Moms-to-be, take note that if you are used to sleeping flat on your back, you might want to avoid doing so in the last few weeks of your pregnancy. Reducing supine sleep - lying horizontally with the face and torso facing up during late pregnancy- may improve maternal and foetal health. As part of a recent research, there was an improvement observed in both maternal and foetal parameters during the intervention night when the women were being observed.
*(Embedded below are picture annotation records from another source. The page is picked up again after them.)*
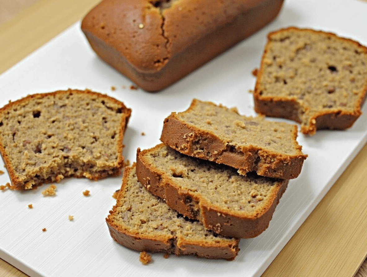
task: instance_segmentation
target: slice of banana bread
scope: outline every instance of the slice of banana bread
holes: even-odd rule
[[[239,175],[234,169],[188,157],[163,144],[137,155],[138,179],[153,194],[207,229],[235,237],[269,226],[288,180]]]
[[[268,38],[255,111],[299,122],[305,134],[350,127],[366,98],[367,48],[334,34],[295,27]]]
[[[138,251],[233,260],[239,250],[239,239],[205,230],[146,190],[138,181],[135,163],[125,168],[117,202],[106,220],[115,241]]]
[[[292,179],[307,155],[298,145],[297,126],[247,117],[235,108],[193,100],[186,111],[164,120],[161,141],[192,157],[237,168],[240,174]]]
[[[69,90],[29,95],[0,109],[0,153],[14,187],[118,175],[131,110],[112,97]]]

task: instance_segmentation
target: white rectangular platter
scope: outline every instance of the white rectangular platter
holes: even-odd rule
[[[366,15],[367,4],[358,0],[286,1],[271,24],[154,94],[130,90],[130,81],[96,57],[78,22],[0,76],[0,106],[28,94],[69,87],[106,93],[132,109],[123,150],[132,162],[138,147],[159,142],[164,118],[186,109],[194,98],[236,106],[240,113],[254,115],[252,95],[248,92],[255,81],[251,72],[259,66],[269,32],[290,26],[311,27],[367,45]],[[138,252],[113,241],[105,221],[115,203],[112,195],[120,188],[121,177],[98,181],[64,180],[54,197],[42,196],[45,186],[31,191],[0,192],[0,257],[32,277],[259,276],[366,143],[367,106],[347,131],[299,135],[309,156],[301,175],[290,182],[269,228],[256,238],[242,240],[234,261],[172,255],[166,259],[160,253],[153,255],[152,264],[142,266]],[[0,176],[0,184],[9,181],[7,174]],[[86,189],[89,197],[82,193]],[[33,209],[28,208],[30,203]],[[69,215],[73,221],[68,220]]]

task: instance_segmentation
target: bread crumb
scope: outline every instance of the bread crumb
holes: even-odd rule
[[[152,256],[145,251],[140,252],[139,260],[143,265],[147,265],[152,261]]]
[[[55,196],[56,195],[56,186],[52,184],[42,191],[42,195],[44,196]]]
[[[259,73],[259,70],[257,68],[254,68],[254,70],[251,72],[251,73],[254,77],[257,77],[257,74]]]
[[[84,191],[83,192],[83,195],[84,196],[89,196],[89,192],[90,192],[88,190],[86,190]]]
[[[120,190],[117,190],[117,191],[113,192],[113,194],[112,195],[112,197],[115,199],[117,199],[117,197],[119,196],[119,192],[120,192]]]

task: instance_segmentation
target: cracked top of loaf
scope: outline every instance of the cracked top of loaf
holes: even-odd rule
[[[154,73],[172,56],[263,1],[104,0],[86,16],[81,29],[138,71]]]

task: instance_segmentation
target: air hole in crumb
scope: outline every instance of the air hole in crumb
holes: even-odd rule
[[[338,72],[338,70],[336,67],[334,65],[330,65],[327,68],[331,72]]]
[[[38,118],[41,116],[41,112],[39,111],[36,111],[33,112],[33,117],[34,118]]]

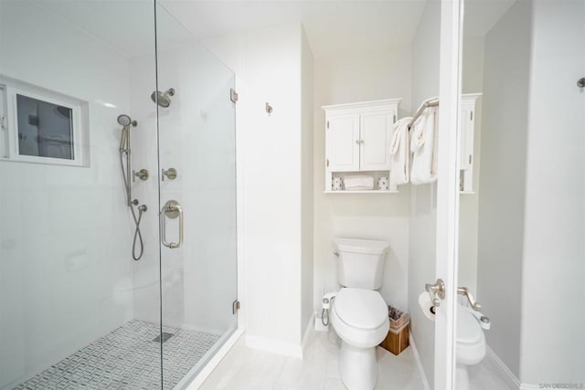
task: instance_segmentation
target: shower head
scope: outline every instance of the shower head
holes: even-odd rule
[[[171,98],[170,96],[175,95],[175,89],[169,88],[165,92],[161,92],[160,90],[155,90],[150,95],[150,99],[153,100],[154,102],[157,103],[159,106],[167,108],[171,105]]]
[[[120,123],[121,125],[124,126],[124,127],[128,127],[131,124],[134,127],[136,127],[136,125],[138,124],[138,122],[136,121],[133,121],[130,119],[130,117],[126,114],[122,114],[118,116],[118,123]]]

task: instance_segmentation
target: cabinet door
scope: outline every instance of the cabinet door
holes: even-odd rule
[[[361,114],[360,168],[362,171],[390,169],[390,140],[393,114],[388,111]]]
[[[460,111],[459,155],[462,174],[460,184],[462,191],[473,191],[473,134],[475,132],[475,101],[463,100]]]
[[[359,171],[359,115],[327,117],[329,171]]]

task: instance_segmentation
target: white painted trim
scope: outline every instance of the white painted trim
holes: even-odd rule
[[[441,0],[435,279],[443,280],[446,294],[435,316],[435,355],[432,373],[434,387],[441,390],[455,388],[455,308],[459,236],[457,127],[461,94],[462,30],[463,0]],[[429,282],[433,283],[434,280]]]
[[[303,359],[303,348],[301,344],[246,334],[246,346],[271,353]]]
[[[520,384],[520,390],[534,390],[534,389],[541,389],[542,387],[538,385],[530,385],[530,384]]]
[[[213,373],[213,370],[216,369],[219,362],[226,357],[231,347],[236,344],[236,342],[239,340],[241,335],[244,334],[244,331],[237,330],[234,332],[231,336],[224,343],[224,344],[218,350],[218,352],[213,355],[213,357],[207,362],[207,364],[203,367],[203,369],[197,374],[197,375],[193,378],[188,385],[181,384],[179,382],[175,388],[185,388],[186,390],[196,390],[201,387],[201,385],[207,379],[207,377]],[[186,375],[188,377],[188,374]],[[186,385],[185,387],[183,385]]]
[[[309,322],[307,322],[307,327],[304,329],[304,335],[303,336],[303,341],[301,342],[301,352],[303,353],[303,356],[304,356],[304,349],[306,348],[307,342],[309,341],[309,334],[311,334],[313,328],[314,328],[314,318],[315,317],[314,312],[309,319]]]
[[[409,343],[410,345],[410,351],[412,351],[412,356],[414,357],[414,361],[417,364],[417,370],[419,371],[419,375],[420,375],[420,382],[422,382],[422,389],[431,390],[431,385],[429,385],[427,374],[424,373],[424,367],[422,366],[422,362],[420,361],[420,355],[419,355],[419,350],[417,350],[417,346],[414,343],[412,333],[409,333]]]
[[[495,354],[494,350],[487,345],[487,353],[485,354],[485,360],[487,364],[491,364],[495,370],[495,373],[498,374],[500,379],[505,382],[507,385],[513,388],[520,388],[520,381],[516,376],[510,371],[507,365],[502,359]]]
[[[402,98],[395,99],[383,99],[381,100],[370,100],[370,101],[357,101],[356,103],[344,103],[344,104],[333,104],[329,106],[321,107],[324,111],[329,110],[340,110],[340,109],[362,109],[362,108],[387,108],[388,106],[398,105],[402,101]]]

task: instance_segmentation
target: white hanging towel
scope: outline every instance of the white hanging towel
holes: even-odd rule
[[[437,180],[437,109],[431,107],[414,122],[410,139],[410,183],[424,184]]]
[[[410,176],[410,148],[409,145],[409,123],[412,117],[402,118],[394,125],[390,143],[391,170],[390,185],[409,183]]]

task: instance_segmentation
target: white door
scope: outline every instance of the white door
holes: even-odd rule
[[[459,188],[457,123],[463,0],[441,2],[440,115],[435,278],[444,283],[434,321],[434,388],[455,389],[455,303]],[[428,283],[434,283],[429,280]]]
[[[359,115],[331,116],[326,126],[329,170],[359,171]]]
[[[362,171],[390,169],[392,115],[388,111],[365,112],[360,116],[359,161]]]

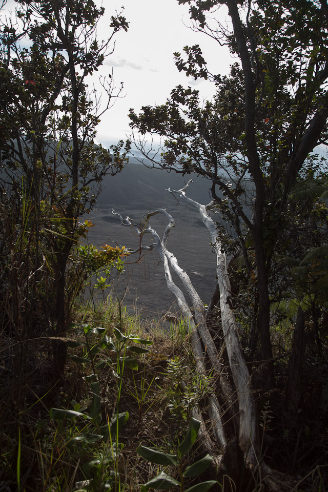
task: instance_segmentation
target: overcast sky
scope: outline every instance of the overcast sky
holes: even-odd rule
[[[108,2],[104,5],[106,19],[115,4]],[[120,5],[116,4],[117,10]],[[104,73],[110,73],[113,67],[115,85],[124,83],[126,96],[118,99],[102,118],[98,139],[103,144],[125,139],[131,132],[127,116],[130,108],[137,112],[142,106],[162,104],[179,84],[199,89],[204,98],[212,97],[214,84],[195,81],[179,72],[174,65],[174,52],[182,53],[186,45],[199,44],[209,68],[215,73],[228,73],[234,61],[227,48],[188,27],[191,26],[188,5],[179,5],[177,0],[121,0],[121,5],[130,28],[128,32],[117,35],[114,52],[106,60]],[[223,11],[221,15],[224,17]],[[103,26],[102,23],[99,37],[106,33]]]

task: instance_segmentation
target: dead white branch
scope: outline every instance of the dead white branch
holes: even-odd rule
[[[192,200],[186,194],[186,190],[192,182],[190,180],[180,190],[168,190],[178,195],[186,201],[197,209],[203,223],[207,228],[216,254],[216,274],[220,289],[220,307],[222,327],[227,351],[234,383],[236,387],[239,411],[239,444],[250,464],[256,466],[256,455],[258,451],[258,429],[256,406],[251,388],[251,378],[248,367],[243,357],[242,348],[238,335],[237,325],[233,310],[228,303],[231,292],[228,276],[227,257],[220,250],[217,241],[215,224],[210,215],[212,203],[207,206]]]

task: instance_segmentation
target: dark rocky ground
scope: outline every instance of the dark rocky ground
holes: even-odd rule
[[[166,208],[176,223],[170,236],[168,249],[190,275],[203,302],[209,302],[215,286],[215,256],[211,251],[210,235],[197,211],[183,202],[178,203],[166,191],[168,187],[181,188],[191,177],[148,169],[131,160],[121,173],[107,177],[104,182],[98,207],[88,217],[95,224],[90,230],[89,242],[97,247],[107,243],[136,248],[138,241],[135,233],[113,216],[112,208],[124,217],[132,218],[136,223],[142,221],[142,215],[148,210]],[[209,202],[208,181],[193,178],[189,196],[201,203]],[[151,219],[152,227],[160,235],[167,224],[162,215]],[[146,243],[151,243],[151,236],[149,237],[149,242],[147,238]],[[142,310],[143,318],[171,310],[175,298],[167,289],[163,265],[156,251],[147,253],[139,261],[135,262],[137,260],[137,255],[126,259],[125,271],[115,288],[117,295],[122,295],[126,288],[129,287],[125,303],[130,306],[135,304]],[[114,281],[112,285],[116,283]]]

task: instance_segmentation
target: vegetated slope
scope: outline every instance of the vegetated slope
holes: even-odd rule
[[[128,163],[114,178],[105,176],[97,203],[103,206],[122,205],[127,208],[158,208],[172,202],[167,188],[178,190],[191,179],[196,180],[196,186],[192,188],[193,198],[202,203],[210,202],[208,180],[195,174],[182,176],[156,168],[149,169],[130,157]]]

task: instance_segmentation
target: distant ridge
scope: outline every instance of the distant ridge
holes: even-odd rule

It led to an increase in median minimum maternal oxygen saturation, fewer maternal oxygen desaturations and fewer foetal heart rate decelerations.
“Our findings suggest that women can comfortably sleep wearing a device around their waist that effectively stops them from sleeping on their back,” said principal investigator Jane Warland of the University of South Australia. “Using positional therapy to keep the pregnant mother off her back may reduce supine sleep in late pregnancy and may also provide both maternal and foetal health benefits, with minimal impact on maternal perception of sleep quality and sleep time,” added Jane.
According to the authors, most pregnant women spend about 25 per cent of their sleep time in the supine position. This might be a risk factor for stillbirth and low birth weight because the fetus might be deprived of oxygen when one sleeps on the back. “Wearing a device that minimises back sleep, and which is comfortable and doesn’t impact the mother’s sleep length or quality, may be a simple way to reduce stillbirth incidence, especially if the mother is at increased risk due to other factors,” Warland said.